Description:
In general, during backups, it is possible to execute them on either the source or the replica. Therefore, I believe backup tools should refrain from executing statements that write to the binlog to avoid generating additional GTIDs on the replica.
However, I've noticed that mysqldump, when using certain parameters, executes "flush tables" instead of "flush local tables", resulting in the creation of a new GTID. If this backup is performed on the replica, it could lead to a discrepancy in GTIDs between the source and the replica. Only when using the --master-data parameter "flush local tables" will be executed. Relevant code:
static int do_flush_tables_read_lock(MYSQL *mysql_con) {
/*
We do first a FLUSH TABLES. If a long update is running, the FLUSH TABLES
will wait but will not stall the whole mysqld, and when the long update is
done the FLUSH TABLES WITH READ LOCK will start and succeed quickly. So,
FLUSH TABLES is to lower the probability of a stage where both mysqldump
and most client connections are stalled.

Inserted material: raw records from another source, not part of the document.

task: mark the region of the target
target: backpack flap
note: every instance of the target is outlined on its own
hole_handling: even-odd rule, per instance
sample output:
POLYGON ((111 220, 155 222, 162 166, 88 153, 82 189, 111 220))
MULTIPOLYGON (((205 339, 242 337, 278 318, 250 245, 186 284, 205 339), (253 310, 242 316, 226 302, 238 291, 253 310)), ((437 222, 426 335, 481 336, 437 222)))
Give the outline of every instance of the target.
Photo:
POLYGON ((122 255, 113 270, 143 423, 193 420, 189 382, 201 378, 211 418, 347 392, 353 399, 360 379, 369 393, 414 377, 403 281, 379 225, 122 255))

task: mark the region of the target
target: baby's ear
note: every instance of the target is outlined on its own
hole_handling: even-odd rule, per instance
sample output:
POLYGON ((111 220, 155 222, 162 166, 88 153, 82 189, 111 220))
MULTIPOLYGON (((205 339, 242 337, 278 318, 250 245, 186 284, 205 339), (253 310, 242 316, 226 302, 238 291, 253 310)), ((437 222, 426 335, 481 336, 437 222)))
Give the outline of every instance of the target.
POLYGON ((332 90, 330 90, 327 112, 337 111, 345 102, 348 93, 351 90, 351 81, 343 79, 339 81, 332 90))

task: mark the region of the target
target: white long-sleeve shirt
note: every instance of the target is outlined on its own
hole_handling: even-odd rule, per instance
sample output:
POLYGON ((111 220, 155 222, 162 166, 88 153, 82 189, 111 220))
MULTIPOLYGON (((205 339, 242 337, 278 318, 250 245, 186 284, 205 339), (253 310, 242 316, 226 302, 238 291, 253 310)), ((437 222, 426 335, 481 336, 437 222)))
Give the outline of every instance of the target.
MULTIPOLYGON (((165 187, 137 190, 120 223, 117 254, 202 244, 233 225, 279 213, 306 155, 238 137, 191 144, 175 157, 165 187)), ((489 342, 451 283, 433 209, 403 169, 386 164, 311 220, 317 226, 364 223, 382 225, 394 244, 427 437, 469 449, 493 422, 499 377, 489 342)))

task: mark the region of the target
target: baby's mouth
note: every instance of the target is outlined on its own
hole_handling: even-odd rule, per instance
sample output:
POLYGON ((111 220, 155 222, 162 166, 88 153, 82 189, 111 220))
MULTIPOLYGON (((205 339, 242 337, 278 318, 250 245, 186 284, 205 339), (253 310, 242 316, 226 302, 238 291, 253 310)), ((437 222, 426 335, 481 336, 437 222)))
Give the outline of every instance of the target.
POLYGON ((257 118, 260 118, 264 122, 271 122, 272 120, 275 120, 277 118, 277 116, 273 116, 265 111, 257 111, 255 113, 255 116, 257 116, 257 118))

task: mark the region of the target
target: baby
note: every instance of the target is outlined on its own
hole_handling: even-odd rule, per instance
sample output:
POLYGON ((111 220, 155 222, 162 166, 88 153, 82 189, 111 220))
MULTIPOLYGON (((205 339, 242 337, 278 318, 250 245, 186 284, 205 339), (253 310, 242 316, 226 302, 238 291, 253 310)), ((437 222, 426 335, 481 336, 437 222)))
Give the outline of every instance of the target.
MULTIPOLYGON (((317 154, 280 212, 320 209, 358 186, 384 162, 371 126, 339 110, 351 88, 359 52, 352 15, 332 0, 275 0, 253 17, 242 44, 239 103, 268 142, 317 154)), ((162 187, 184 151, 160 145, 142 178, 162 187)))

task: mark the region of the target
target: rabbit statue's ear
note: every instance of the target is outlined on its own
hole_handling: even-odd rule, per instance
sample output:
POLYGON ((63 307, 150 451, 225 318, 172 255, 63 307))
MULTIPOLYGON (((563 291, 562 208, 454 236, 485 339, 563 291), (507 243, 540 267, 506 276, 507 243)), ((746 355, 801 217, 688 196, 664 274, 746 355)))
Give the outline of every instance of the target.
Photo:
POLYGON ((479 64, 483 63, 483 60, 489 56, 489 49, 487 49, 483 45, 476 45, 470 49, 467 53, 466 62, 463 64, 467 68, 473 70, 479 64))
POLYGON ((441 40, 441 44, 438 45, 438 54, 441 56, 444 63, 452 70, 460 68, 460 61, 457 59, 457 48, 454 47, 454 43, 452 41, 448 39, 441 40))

Of course, if a second long
update starts between the two FLUSHes, we have that bad stall.
*/
return (mysql_query_with_error_report(
mysql_con, nullptr,
((opt_master_data != 0) ? "FLUSH /*!40101 LOCAL */ TABLES"
: "FLUSH TABLES")) ||
mysql_query_with_error_report(mysql_con, nullptr,
"FLUSH TABLES WITH READ LOCK"));
}
......
if ((opt_lock_all_tables || opt_master_data ||
(opt_single_transaction &&
(flush_logs || server_with_gtids_and_opt_purge_not_off))) &&
do_flush_tables_read_lock(mysql))
goto err;
I don't quite understand why there would be two different scenarios; it seems like using "flush local tables" directly is the best choice.
How to repeat:
1. Performing backups on the replica, like: mysqldump --single-transaction --set-gtid-purged=on --all-databases > backup.sql
2. Executing "show master status" and comparing the GTID differences between the source and replica.
3. Using mysqlbinlog to parse the additional GTID reveals that a "flush tables" statement was executed.